LA TACO: You are a Northern California guy, have you spent much time in Los Angeles? What are your impressions of our city?
CHRIS ONSTAD: I’ve spent plenty of time in Los Angeles. It’s a big flat place, dusty from no rain, roads are bad and lots of people are trying to get by. Too many people, too badly managed. They go about it with a sense of fatal allegiance and, like anywhere, they pretend there is no alternative. Once you stop caring about that, the energy is very bohemian and equatorial, very different from the San Francisco Bay Area, where I live. I love what I feel when I am in LA. It’s far less guarded than Silicon Valley. In Los Angeles, there is always the very real danger of talking to someone who is fine about who they are.
LAT: As a renowned cookbook author and chef (or at least member of an of the month club), please comment on your ideal taco. Also, what is your favorite taco place, and what do you order?
CO: I like a taco with a base of two firm little corn tortillas, stuck together, as I imagine most legitimate tacos are. I like a hard-caramelized pastor or asada under a heavy handful of cilantro and onion. This won’t mean anything to your Los Angeles readers, but my local for tacos is El Charrito in San Carlos, at the intersection of Holly and El Camino Real. You can barely get in there at lunchtime for all the Mexicans who have been busting their asses all morning. They do buche, cabeza, lengua, all the good stuff.
LAT: In general, what type of bars and restaurants do you like?

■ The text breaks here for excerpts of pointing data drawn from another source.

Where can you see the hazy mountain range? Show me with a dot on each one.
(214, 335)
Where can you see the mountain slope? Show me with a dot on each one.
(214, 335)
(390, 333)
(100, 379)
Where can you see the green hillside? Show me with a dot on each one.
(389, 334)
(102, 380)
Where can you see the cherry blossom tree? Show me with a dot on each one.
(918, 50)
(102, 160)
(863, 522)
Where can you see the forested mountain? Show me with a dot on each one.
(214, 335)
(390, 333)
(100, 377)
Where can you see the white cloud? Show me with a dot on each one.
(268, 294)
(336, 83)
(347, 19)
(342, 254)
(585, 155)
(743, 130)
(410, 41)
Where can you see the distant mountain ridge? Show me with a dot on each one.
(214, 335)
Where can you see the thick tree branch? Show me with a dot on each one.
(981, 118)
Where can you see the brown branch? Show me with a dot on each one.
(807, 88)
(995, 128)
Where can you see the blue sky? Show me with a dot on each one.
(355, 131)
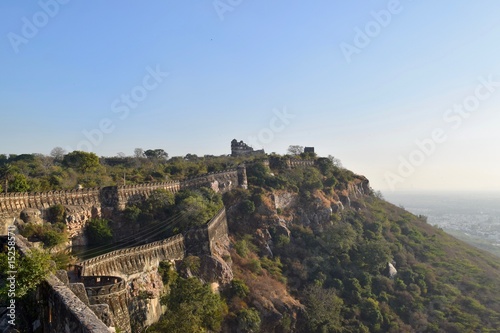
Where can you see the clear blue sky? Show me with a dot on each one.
(68, 67)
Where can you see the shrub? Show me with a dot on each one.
(248, 321)
(57, 213)
(239, 288)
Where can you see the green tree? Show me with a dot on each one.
(81, 161)
(295, 150)
(248, 321)
(99, 232)
(191, 307)
(323, 308)
(19, 184)
(31, 270)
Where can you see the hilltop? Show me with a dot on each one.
(312, 248)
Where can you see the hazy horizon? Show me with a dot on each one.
(398, 91)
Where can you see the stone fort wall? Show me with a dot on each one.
(92, 201)
(112, 195)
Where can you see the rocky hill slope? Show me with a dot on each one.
(315, 250)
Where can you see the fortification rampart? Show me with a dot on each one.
(110, 290)
(106, 199)
(110, 196)
(60, 310)
(294, 163)
(126, 262)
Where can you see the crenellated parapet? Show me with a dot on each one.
(112, 196)
(112, 291)
(295, 163)
(129, 261)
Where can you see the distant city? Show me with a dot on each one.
(472, 217)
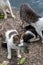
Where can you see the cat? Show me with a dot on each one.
(27, 14)
(5, 4)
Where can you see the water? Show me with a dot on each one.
(37, 5)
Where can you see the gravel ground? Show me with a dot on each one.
(35, 55)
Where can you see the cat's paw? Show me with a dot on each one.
(9, 57)
(14, 16)
(19, 56)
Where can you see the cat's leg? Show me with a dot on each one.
(18, 53)
(9, 6)
(40, 33)
(9, 52)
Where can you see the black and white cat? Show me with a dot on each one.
(15, 40)
(28, 15)
(5, 4)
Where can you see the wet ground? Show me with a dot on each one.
(35, 55)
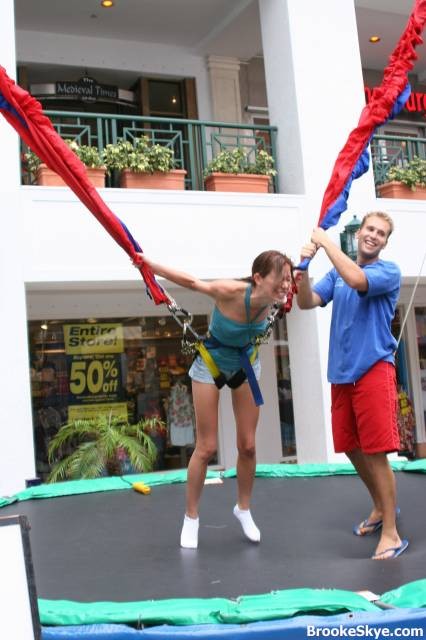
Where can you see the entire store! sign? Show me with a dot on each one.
(86, 89)
(94, 369)
(416, 103)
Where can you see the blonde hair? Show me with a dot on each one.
(379, 214)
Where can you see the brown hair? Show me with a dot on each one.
(380, 214)
(268, 261)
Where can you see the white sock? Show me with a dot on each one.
(189, 534)
(247, 523)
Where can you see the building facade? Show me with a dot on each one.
(301, 82)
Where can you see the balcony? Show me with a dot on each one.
(194, 142)
(390, 151)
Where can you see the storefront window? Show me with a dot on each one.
(420, 314)
(127, 366)
(285, 398)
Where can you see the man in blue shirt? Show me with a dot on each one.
(361, 366)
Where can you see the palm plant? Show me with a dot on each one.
(99, 445)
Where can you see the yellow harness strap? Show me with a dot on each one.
(211, 364)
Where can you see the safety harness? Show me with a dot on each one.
(202, 345)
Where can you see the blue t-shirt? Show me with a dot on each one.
(360, 332)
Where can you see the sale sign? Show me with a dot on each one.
(94, 368)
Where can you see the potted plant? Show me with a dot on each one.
(408, 181)
(90, 157)
(231, 170)
(143, 165)
(99, 446)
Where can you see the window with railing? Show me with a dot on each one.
(390, 151)
(194, 142)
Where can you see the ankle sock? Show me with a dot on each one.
(247, 523)
(189, 534)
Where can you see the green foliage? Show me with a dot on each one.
(141, 157)
(412, 174)
(99, 445)
(32, 162)
(89, 156)
(236, 161)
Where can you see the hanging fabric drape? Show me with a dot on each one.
(386, 102)
(25, 114)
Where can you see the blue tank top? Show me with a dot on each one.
(234, 335)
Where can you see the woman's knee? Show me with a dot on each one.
(206, 451)
(247, 449)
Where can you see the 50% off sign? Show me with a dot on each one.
(95, 375)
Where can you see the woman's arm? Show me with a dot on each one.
(306, 297)
(215, 288)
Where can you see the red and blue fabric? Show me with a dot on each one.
(26, 116)
(386, 102)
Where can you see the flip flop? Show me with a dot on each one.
(373, 526)
(395, 551)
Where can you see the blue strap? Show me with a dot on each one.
(247, 295)
(246, 365)
(251, 378)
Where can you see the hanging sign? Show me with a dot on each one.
(86, 89)
(93, 354)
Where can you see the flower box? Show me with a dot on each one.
(174, 179)
(239, 182)
(396, 189)
(46, 177)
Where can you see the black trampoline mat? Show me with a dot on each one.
(124, 546)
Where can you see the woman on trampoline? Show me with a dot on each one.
(239, 315)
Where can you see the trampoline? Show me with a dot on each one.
(108, 564)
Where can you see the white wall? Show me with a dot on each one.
(16, 438)
(212, 234)
(145, 58)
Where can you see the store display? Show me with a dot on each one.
(139, 377)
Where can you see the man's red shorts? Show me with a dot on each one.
(364, 413)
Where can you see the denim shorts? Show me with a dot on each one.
(200, 373)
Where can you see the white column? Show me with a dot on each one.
(315, 96)
(16, 433)
(225, 88)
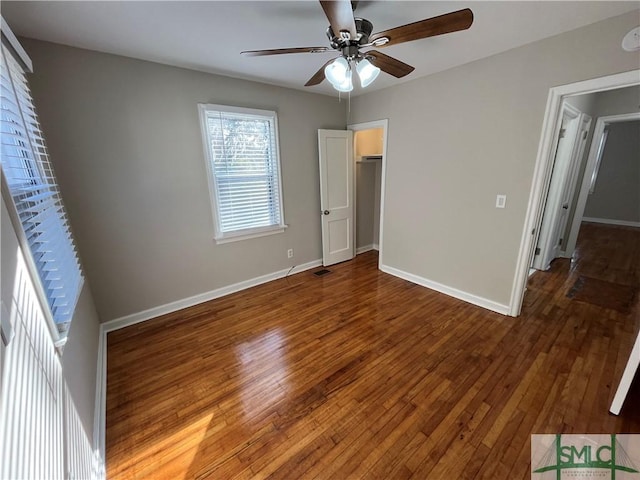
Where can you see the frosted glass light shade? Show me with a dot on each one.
(336, 71)
(367, 72)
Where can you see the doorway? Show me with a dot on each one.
(370, 148)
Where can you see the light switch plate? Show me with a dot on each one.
(6, 329)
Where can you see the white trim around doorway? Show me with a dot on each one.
(384, 124)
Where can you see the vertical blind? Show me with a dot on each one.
(32, 183)
(245, 169)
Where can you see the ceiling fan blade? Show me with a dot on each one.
(389, 64)
(280, 51)
(447, 23)
(340, 16)
(318, 77)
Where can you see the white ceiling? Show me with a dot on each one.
(209, 36)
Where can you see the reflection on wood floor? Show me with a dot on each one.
(358, 374)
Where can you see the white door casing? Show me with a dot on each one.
(336, 195)
(571, 184)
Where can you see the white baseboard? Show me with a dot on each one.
(154, 312)
(100, 412)
(608, 221)
(106, 327)
(452, 292)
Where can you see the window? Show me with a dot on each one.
(30, 181)
(241, 150)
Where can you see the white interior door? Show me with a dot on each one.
(336, 195)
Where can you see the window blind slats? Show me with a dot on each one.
(245, 169)
(33, 186)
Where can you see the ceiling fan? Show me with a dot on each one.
(348, 35)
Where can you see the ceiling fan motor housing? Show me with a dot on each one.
(363, 28)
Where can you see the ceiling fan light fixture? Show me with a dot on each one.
(347, 84)
(336, 72)
(367, 72)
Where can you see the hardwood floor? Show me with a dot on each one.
(358, 374)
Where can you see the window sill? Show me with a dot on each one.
(247, 234)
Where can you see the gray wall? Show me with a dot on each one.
(617, 189)
(125, 139)
(367, 199)
(460, 137)
(79, 359)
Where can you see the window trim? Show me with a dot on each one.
(221, 237)
(13, 49)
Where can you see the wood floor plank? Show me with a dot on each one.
(359, 374)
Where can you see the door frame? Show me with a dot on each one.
(543, 168)
(355, 127)
(593, 163)
(550, 212)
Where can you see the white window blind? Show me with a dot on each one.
(34, 190)
(241, 146)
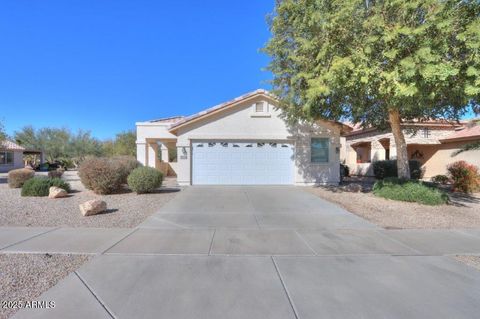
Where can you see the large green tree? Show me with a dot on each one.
(374, 62)
(58, 143)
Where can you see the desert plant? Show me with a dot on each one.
(40, 186)
(125, 165)
(17, 177)
(388, 168)
(440, 179)
(465, 177)
(56, 173)
(409, 191)
(144, 179)
(101, 175)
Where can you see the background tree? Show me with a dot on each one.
(83, 144)
(59, 144)
(376, 63)
(125, 143)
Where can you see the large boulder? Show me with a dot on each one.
(354, 188)
(57, 192)
(93, 207)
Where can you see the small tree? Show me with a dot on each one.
(376, 62)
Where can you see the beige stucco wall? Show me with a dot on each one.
(148, 136)
(414, 139)
(436, 158)
(240, 123)
(17, 162)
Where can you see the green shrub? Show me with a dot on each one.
(101, 175)
(384, 169)
(125, 165)
(56, 173)
(40, 186)
(409, 191)
(465, 177)
(440, 179)
(17, 177)
(144, 179)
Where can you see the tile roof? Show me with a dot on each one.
(469, 132)
(219, 106)
(10, 146)
(172, 119)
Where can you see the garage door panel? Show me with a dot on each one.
(255, 163)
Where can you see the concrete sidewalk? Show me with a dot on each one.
(257, 252)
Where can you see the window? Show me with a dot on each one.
(6, 158)
(426, 132)
(319, 150)
(259, 107)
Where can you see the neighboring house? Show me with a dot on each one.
(433, 143)
(242, 142)
(11, 156)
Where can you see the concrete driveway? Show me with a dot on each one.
(262, 252)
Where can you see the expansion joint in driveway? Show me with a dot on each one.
(121, 239)
(285, 288)
(253, 208)
(104, 306)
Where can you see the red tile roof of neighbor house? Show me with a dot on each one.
(467, 133)
(10, 146)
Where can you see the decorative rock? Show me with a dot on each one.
(354, 188)
(93, 207)
(57, 192)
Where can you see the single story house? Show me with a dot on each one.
(11, 156)
(433, 143)
(244, 141)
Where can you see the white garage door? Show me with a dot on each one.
(242, 163)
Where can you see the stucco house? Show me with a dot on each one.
(11, 156)
(244, 141)
(433, 143)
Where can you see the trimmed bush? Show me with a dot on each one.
(40, 186)
(56, 173)
(125, 165)
(101, 175)
(465, 177)
(409, 191)
(17, 177)
(144, 180)
(440, 179)
(384, 169)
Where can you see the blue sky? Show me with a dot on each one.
(102, 65)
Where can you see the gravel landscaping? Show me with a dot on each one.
(463, 212)
(124, 210)
(473, 261)
(24, 277)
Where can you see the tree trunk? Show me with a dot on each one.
(401, 145)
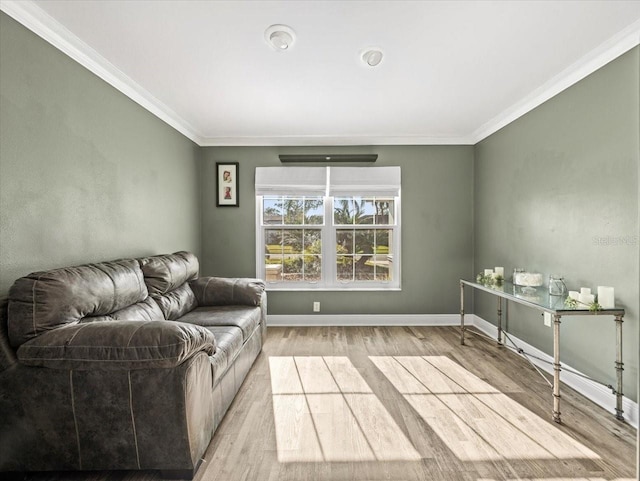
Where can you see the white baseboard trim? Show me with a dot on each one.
(294, 320)
(592, 390)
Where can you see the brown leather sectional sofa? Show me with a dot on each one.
(128, 364)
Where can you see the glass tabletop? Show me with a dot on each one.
(539, 298)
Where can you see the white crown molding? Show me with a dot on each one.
(592, 390)
(333, 140)
(597, 58)
(38, 21)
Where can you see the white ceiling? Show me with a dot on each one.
(453, 71)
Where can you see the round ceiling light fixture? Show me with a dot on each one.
(280, 37)
(372, 57)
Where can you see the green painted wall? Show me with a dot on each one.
(86, 174)
(437, 244)
(557, 192)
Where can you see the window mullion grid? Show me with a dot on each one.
(329, 240)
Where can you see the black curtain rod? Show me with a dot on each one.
(328, 158)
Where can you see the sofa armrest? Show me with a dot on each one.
(117, 345)
(227, 291)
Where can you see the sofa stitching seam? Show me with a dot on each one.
(133, 420)
(75, 419)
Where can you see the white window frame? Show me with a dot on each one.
(274, 186)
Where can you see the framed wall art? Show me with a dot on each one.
(227, 184)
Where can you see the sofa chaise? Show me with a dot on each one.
(128, 364)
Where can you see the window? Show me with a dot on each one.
(328, 227)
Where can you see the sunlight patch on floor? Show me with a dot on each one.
(559, 479)
(472, 418)
(325, 411)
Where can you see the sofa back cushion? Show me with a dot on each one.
(164, 273)
(46, 300)
(167, 278)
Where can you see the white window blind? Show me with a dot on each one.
(291, 180)
(378, 181)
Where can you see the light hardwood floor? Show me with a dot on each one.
(401, 403)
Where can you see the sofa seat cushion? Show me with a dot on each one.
(117, 345)
(47, 300)
(245, 317)
(228, 345)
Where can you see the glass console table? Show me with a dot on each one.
(540, 299)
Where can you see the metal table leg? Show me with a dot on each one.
(619, 368)
(556, 368)
(499, 321)
(462, 313)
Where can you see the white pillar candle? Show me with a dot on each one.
(586, 300)
(605, 297)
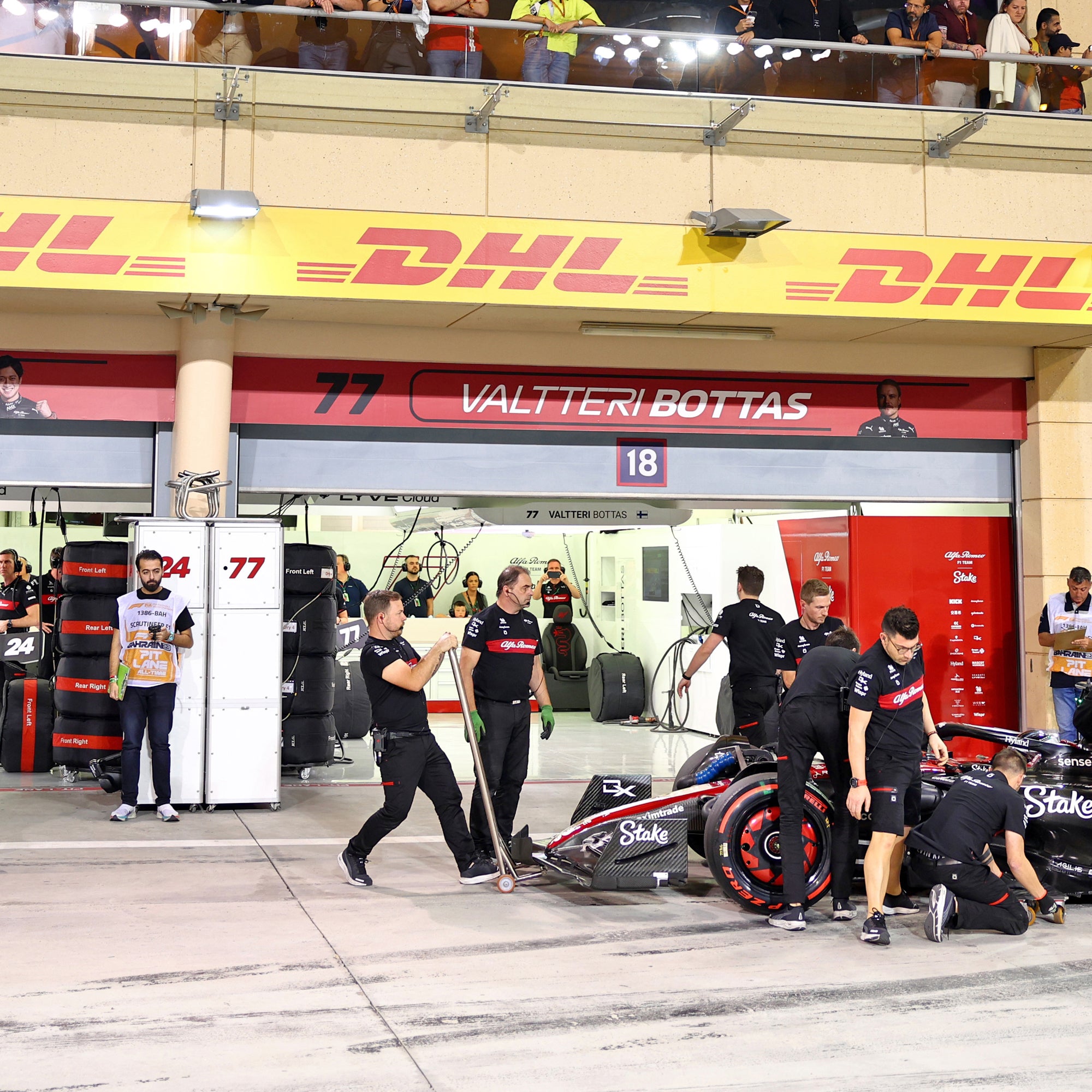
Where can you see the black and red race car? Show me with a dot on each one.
(725, 808)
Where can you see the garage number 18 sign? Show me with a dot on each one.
(643, 462)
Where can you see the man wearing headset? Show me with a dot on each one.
(555, 588)
(889, 721)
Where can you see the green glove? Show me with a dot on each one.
(479, 727)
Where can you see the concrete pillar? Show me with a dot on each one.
(204, 401)
(1058, 494)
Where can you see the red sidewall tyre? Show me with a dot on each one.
(743, 844)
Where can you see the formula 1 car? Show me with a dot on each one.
(725, 806)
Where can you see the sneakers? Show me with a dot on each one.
(942, 908)
(845, 911)
(354, 869)
(791, 918)
(874, 932)
(480, 871)
(900, 904)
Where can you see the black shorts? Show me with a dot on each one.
(895, 786)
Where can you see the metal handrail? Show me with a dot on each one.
(504, 25)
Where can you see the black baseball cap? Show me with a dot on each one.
(1062, 42)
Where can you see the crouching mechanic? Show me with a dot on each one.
(889, 721)
(812, 720)
(952, 851)
(502, 664)
(409, 756)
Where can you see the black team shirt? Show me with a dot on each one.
(794, 643)
(970, 814)
(508, 645)
(393, 707)
(751, 631)
(894, 694)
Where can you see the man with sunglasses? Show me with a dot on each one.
(889, 722)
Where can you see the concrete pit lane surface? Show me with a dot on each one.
(227, 954)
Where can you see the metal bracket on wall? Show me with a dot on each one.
(718, 136)
(941, 149)
(478, 121)
(228, 101)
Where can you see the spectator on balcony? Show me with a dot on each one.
(325, 43)
(1013, 87)
(549, 51)
(453, 52)
(905, 78)
(1062, 85)
(956, 85)
(228, 38)
(809, 77)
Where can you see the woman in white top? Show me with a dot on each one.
(1012, 87)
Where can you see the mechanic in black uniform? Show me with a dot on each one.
(502, 664)
(751, 631)
(952, 851)
(812, 720)
(409, 756)
(555, 588)
(809, 632)
(19, 608)
(889, 721)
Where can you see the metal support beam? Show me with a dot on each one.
(478, 121)
(941, 149)
(718, 136)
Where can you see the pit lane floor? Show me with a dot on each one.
(227, 954)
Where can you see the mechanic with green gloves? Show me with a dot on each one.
(502, 666)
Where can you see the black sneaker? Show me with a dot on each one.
(791, 918)
(874, 932)
(942, 908)
(845, 911)
(900, 904)
(480, 871)
(354, 869)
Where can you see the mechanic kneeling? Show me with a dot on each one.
(952, 850)
(812, 720)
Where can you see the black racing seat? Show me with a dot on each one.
(565, 661)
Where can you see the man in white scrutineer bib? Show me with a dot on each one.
(150, 627)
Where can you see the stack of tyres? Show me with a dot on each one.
(310, 643)
(86, 719)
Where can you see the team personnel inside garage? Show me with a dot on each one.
(19, 607)
(750, 628)
(555, 588)
(409, 756)
(952, 851)
(809, 632)
(502, 664)
(1071, 657)
(889, 721)
(813, 721)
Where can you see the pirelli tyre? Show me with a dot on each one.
(307, 741)
(743, 844)
(308, 686)
(311, 571)
(311, 626)
(96, 568)
(81, 687)
(86, 625)
(79, 740)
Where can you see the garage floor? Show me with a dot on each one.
(227, 953)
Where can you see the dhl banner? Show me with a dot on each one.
(160, 248)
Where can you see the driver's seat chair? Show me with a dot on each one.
(565, 662)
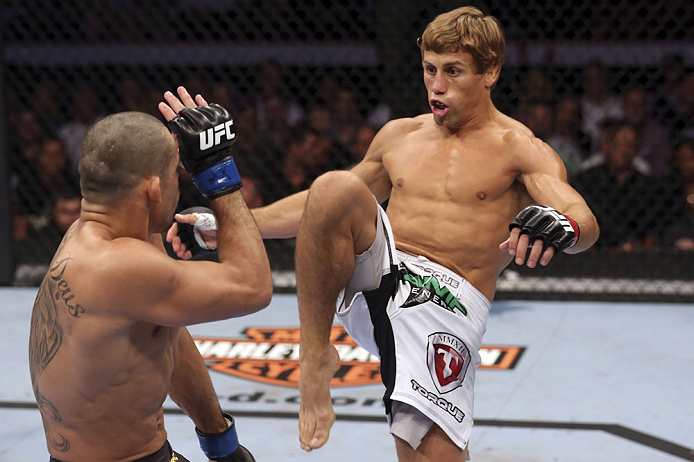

CO: I almost feel like this question is designed to provoke me into saying that I’m tired of impossibly precious Thomas Keller-type places. Well, fine, you’ve gone and done it. Sure, I fell for the hype. Sure, I’ve had “braised” saddle* of Elysian Fields™ lamb. And now, years later, I feel foolish about it. Six years ago my wife and I spent four hundred dollars on lunch at the French Laundry. The prix fixe was like $110 per person. Now it’s $240. And you can hear the backlash taking form. The public can endure only so many fresh-ground spices dusted artfully across otherwise empty expanses of white porcelain, can handle only so many television hacks spooning godawful foam over things. I like local places, neighborhood places, where a hot forkful of homemade spaghetti bolognese is treated less like a quivering unicorn egg and more like the tough old workhorse it is. Food can be art and chefs have been highly underappreciated, but there’s a lot of fringe bullshit going on.
LAT: Your comic is totally independent and you seem to be able to make a living from it without taking ads, selling out, or compromising in any way. Are you interested in having it run daily or be syndicated, etc.? Can you imagine Achewood being a cultural phenomenon a la Peanuts, Calvin and Hobbes, etc.?
CO: It already runs daily at my scene, baby. We syndicate here and there in printed college papers, but that’s not a forward-looking model. Peanuts and C&H were the best of the old newspaper medium, but that’s over. We’ll be what we are in a medium that still hasn’t had the dust settle on it.
LAT: How many people read the strip?
CO: We serve almost exactly one million strips per week, but we obviously can’t tell how many strips are being rehosted on blogs or copy/pasted into emails.
LAT: Did you have the ambition to be a cartoonist as a child?
CO: Not at all. I liked the collected comics of Peanuts, Garfield, Far Side, Bloom County, BC and more, but only because I was a lazy reader. I confided in more than one friend from an early age that I thought a swell job would be staff photographer for Playboy Magazine.
LAT: The characters of Achewood seem to be so richly detailed that it’s tempting to imagine that they started off as caricatures of friends of yours– any truth to that?
CO: They’re amalgamations based on a few strong personalities. But these strong personalities, these friends of mine, they’re friends we all have. We all know the main types. Everyone who’s anyone has a friend who’s nuts or a friend who’s one car honk away from suicide.
LAT: Fatherhood changes everything for everyone involved, but your strip doesn’t seem to have been directly affected. If anything the two ‘children’ characters seemed to have receded a bit… how has being a father changed the strip in ways that I’m missing?
CO: It would be easy to fall into the fertile gutter of parenthood-based content. That’s not what Achewood is or ever has been, so my fatherhood doesn’t go into the strip. I have invoked it here and there, maybe three times, but it’s not a theme.
LAT: Who are some of your favorite authors?
CO: Bryson, Barry, Twain, Elton, Wodehouse, Adams, Vonnegut, John Irving, Arthur Conan Doyle, Jack Handey, Al Franken, that sort of thing. Those sorts of guys. Tina Fey. Aaron Sorkin.